US Airstrike Survivors Clung to Wreckage for an Hour Before Second Attack
Video shows US airstrike survivors killed in second attack

Shocking video evidence has emerged detailing the final hour of two men who survived a US airstrike on a suspected drug smuggling vessel, only to be killed in a subsequent attack. The footage, shown to US senators in a classified briefing, has ignited a fierce debate over the legality of a military campaign authorised by the Trump administration.

The Fatal Hour Captured on Video

According to sources familiar with the recording, the incident began on 2 September with a US airstrike on a boat in the Caribbean. An airburst munition killed nine crew members instantly. However, two men survived the initial blast.

The video then shows the pair, described as shirtless and unarmed with no visible communications equipment, clinging to a severed section of the hull. For approximately an hour, they desperately tried to turn the wreckage upright in the water, apparently unaware that US military commanders were deliberating a follow-up strike.

"The video follows them for about an hour as they tried to flip the boat back over. They couldn’t do it," one source told Reuters. The footage concludes with three additional munitions being fired, killing the two survivors. "You could see their faces, bodies... Then boom, boom, boom," the source added.

Mounting Legal and Political Scrutiny

The video was shown to senators behind closed doors amid growing concern that US Defence Secretary Pete Hegseth and other officials may have committed a war crime. This scrutiny intensified after a Washington Post report alleged Hegseth had verbally directed the military to "kill them all" during the operation—a claim denied by Admiral Frank Bradley, who commanded the attack.

Democratic Congressman Jim Himes, who viewed the footage, described it as "one of the most troubling things I’ve seen in my time in public service." He stated, "Any American who sees the video that I saw will see the United States military attacking shipwrecked sailors."

Reactions split along party lines. Republican Senator Tom Cotton defended the strike, saying he saw "two survivors trying to flip a boat, loaded with drugs bound for the United States, back over so they could stay in the fight." This interpretation was strongly contested by legal experts.

A Legally Shaky 'War on Drug Boats'

The strike was part of a broader campaign that has seen 22 attacks on boats in the Caribbean Sea and eastern Pacific Ocean, resulting in at least 87 deaths. The Trump administration argues the US is at war with drug traffickers, making such strikes legal under the rules of armed conflict.
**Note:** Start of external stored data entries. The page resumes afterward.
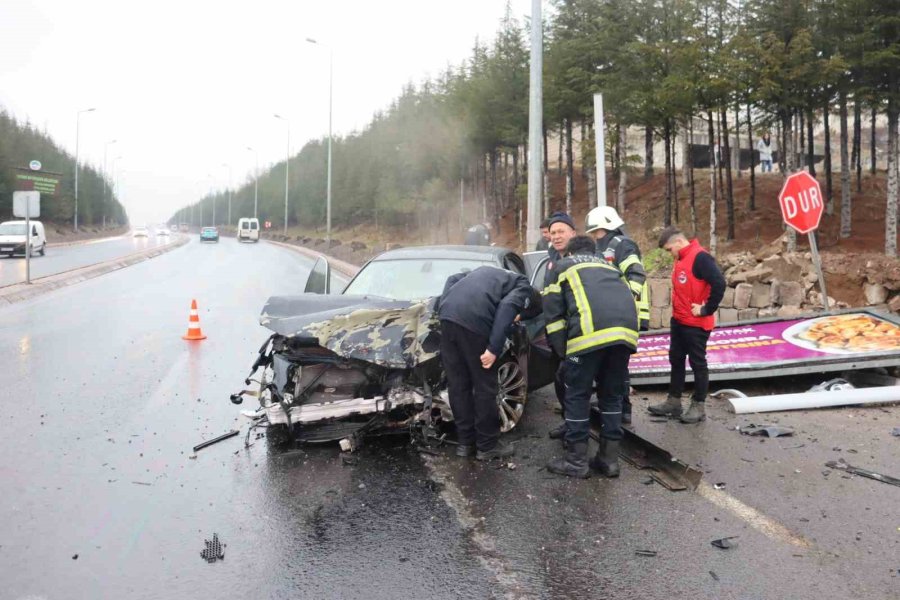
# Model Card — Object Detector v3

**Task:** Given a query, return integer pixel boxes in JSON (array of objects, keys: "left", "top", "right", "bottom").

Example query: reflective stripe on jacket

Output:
[
  {"left": 596, "top": 231, "right": 650, "bottom": 331},
  {"left": 542, "top": 254, "right": 639, "bottom": 357}
]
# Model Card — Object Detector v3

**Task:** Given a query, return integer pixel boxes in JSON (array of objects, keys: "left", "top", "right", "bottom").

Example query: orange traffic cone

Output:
[{"left": 182, "top": 299, "right": 207, "bottom": 340}]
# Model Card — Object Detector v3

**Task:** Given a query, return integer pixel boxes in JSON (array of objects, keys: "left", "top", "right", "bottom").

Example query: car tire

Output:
[
  {"left": 39, "top": 244, "right": 45, "bottom": 256},
  {"left": 496, "top": 358, "right": 527, "bottom": 433}
]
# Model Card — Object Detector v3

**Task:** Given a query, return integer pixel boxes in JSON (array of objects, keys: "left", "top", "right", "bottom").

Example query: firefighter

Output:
[
  {"left": 438, "top": 266, "right": 543, "bottom": 460},
  {"left": 542, "top": 212, "right": 578, "bottom": 441},
  {"left": 648, "top": 226, "right": 726, "bottom": 424},
  {"left": 543, "top": 235, "right": 639, "bottom": 478},
  {"left": 584, "top": 205, "right": 650, "bottom": 425}
]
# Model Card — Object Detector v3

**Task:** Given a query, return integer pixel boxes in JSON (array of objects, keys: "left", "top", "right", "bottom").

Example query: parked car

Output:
[
  {"left": 231, "top": 245, "right": 557, "bottom": 449},
  {"left": 0, "top": 220, "right": 47, "bottom": 257},
  {"left": 237, "top": 217, "right": 260, "bottom": 242},
  {"left": 200, "top": 227, "right": 219, "bottom": 243},
  {"left": 132, "top": 226, "right": 149, "bottom": 238}
]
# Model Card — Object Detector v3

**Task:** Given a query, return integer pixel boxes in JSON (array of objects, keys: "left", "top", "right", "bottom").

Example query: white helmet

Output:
[{"left": 585, "top": 205, "right": 624, "bottom": 234}]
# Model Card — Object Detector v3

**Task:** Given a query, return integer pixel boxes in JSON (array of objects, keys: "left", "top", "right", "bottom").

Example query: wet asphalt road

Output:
[
  {"left": 0, "top": 238, "right": 897, "bottom": 599},
  {"left": 0, "top": 233, "right": 172, "bottom": 287}
]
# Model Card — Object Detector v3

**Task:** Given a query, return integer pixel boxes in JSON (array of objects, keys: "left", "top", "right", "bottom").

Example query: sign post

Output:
[
  {"left": 778, "top": 172, "right": 828, "bottom": 310},
  {"left": 13, "top": 191, "right": 40, "bottom": 285}
]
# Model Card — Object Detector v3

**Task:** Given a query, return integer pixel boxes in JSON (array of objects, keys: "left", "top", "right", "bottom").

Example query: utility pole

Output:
[
  {"left": 526, "top": 0, "right": 544, "bottom": 249},
  {"left": 593, "top": 93, "right": 607, "bottom": 207}
]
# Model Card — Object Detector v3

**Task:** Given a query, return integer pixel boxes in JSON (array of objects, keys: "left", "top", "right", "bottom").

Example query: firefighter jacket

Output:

Most independent legal scholars vehemently reject this rationale.

Rebecca Ingber, a former legal adviser to the US State Department, told The Guardian, "It is manifestly unlawful to kill someone who’s been shipwrecked." The US Department of Defense’s own Law of War manual explicitly forbids attacks on shipwrecked persons who are not engaging in hostilities, citing such actions as a "clearly illegal" order.

Professor Ryan Goodman of New York University challenged Senator Cotton's view online, asking how he detected the men were trying to "stay in the fight" versus "clinging to dear life." Goodman emphasised that even under the administration's contested legal framework, the survivors were not engaged in "active combat activities."

Despite President Donald Trump vowing to release the full video, the Pentagon has not yet made it public. The episode raises profound questions about transparency, accountability, and the legal boundaries of using military force against non-state actors engaged in criminal activity.